30 days. It seemed like forever.
On June 9th, I decided that I wanted to try to blog every day for 30 days. I just had so many ideas in my head that I wanted to share…I wanted to tell stories. I wanted to have discussions. I wanted to talk about things I’d learned through hard lessons and quiet introspection and wholly intentional perseverance. I think a part of me also wanted to write and see if anybody cared.
When I first considered the idea, my immediate reaction was that it was a good idea…in theory. In practice, it seemed impractical. I would be participating in a show every weekend during the month of June, and would be undertaking a 7-day road trip to Urban Craft Uprising at the end of the month. Maybe the timing just wasn’t right. Maybe it would be better to put it off until later.
…and then my husband said, “Don’t worry. I’ll get up with you at 4am every morning and we’ll write for an hour together.”
I had no excuse. And, to be honest…part of me really liked the idea of conquering something for 30 days straight that felt so impossible.
But like any good challenge, I wanted to go in prepared. So I sat for 45 minutes and wrote out a list of 53 possible topics…and then I set my alarm for 4am.
On the morning of June 10th, I woke up to my husband shaking my leg. “Time to wake up, honey,” he said softly. “It’s time to blog!!!” I’m not going to lie–I got out of bed and felt cranky. I hadn’t mentioned this blog challenge to anyone. Who would know if I didn’t do it? I put on the coffee. Fine, I thought. I’ll do it for one day and see how I feel. One day. Tomorrow I might change my mind.
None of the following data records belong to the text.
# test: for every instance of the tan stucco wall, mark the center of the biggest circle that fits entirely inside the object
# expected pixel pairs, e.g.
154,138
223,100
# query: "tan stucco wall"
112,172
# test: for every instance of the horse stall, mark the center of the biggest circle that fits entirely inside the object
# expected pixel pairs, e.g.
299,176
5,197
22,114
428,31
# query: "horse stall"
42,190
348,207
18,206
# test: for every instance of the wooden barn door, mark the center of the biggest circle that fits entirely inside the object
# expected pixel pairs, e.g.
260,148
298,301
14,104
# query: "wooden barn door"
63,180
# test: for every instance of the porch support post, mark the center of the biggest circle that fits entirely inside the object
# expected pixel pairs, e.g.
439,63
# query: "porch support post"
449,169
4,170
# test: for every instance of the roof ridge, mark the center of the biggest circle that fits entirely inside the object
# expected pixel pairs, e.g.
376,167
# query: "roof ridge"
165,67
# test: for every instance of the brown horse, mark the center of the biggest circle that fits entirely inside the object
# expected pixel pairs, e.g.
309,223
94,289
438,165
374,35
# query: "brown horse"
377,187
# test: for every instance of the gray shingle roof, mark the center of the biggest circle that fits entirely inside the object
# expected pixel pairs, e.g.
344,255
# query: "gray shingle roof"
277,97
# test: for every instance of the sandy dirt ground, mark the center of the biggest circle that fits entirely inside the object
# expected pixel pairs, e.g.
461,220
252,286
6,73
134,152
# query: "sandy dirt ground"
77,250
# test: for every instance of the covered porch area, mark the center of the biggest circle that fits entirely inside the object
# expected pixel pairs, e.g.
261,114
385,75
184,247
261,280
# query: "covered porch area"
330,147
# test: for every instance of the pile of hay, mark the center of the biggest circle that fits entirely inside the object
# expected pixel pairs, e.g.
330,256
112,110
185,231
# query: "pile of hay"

I knew my first blog needed to tell some very fundamental information about where I was coming from–why the topics I was planning on writing about would be so important to me, and about how my life’s story had been molded at an early age by some pretty formative experiences. So I sat and wrote this post with my heart beating fast–and then pressed “publish” with shaking fingers before I could chicken out.
The next day, I did it again. And the following day. Every day, waking up at 4am. Every day, looking at my list and deciding what I would write about–and then letting my fingers fly. Waking up got easier. I got less nervous with each post.
About 5 days into my own challenge, some fellow members from the Indie Business Network (a business network in which I am a member) decided to undertake the challenge as well. Soon, we had over 25 people committing to blogging daily for 30 days. I had public accountability. I couldn’t back out now.
After a week, I found it was much easier. Rob and I would talk about the topics–he was even contributing once a week to the daily writing challenge. He was my alarm clock, official proofreader, featured image consultant, and cheerleader on those days when I felt my heart race as I published my post. There were days when it felt really hard–whether it was hard to wake up early, hard to think of a topic, or hard to write about content that was so closely linked to the movement of my heart. But Robert encouraged me every step of the way…because hard things are always easier to do together.
Over the course of the last 30+ days, incredible things happened–both within my heart and with my relationships with my customers.
- I realized that I could see a task through that felt impossible at first…but that deep down, I knew I could accomplish.
- A few things inside of me woke up that had been sleeping for awhile. Like my love for writing about really important things. And my love for storytelling.
- I found that having a set time frame was very helpful in recognizing what would be sustainable for me long term. This was an intense burst in a short period of time, but it helped me to realize that in the future blogging once or twice a week is totally doable–a feat that in itself would have felt impossible 6 months ago.
- I realized things about myself that had nothing to do with writing. Like with the right motivation, I can get up at 4am every morning.
- Public accountability can be very powerful.
- Customers began to write to tell me their stories. I talked a little bit about that in this blog post, but it was amazing to be on the receiving end of such moving, beautiful stories. It’s quite an incredible group of people we have following this blog.
And with this blog post, my challenge to myself draws to an end. You won’t see daily posts from me–at least not in the immediate future, but I’ll still post at least once a week. Because there is still plenty to say and share and teach and learn. Together.
When all is said and done, I think 30-day challenges like this are really, really valuable. They take you beyond where you think you can go…and prove that you can.
Thanks for coming along for the ride…I have a feeling we’re only at the beginning of the incredible things in store.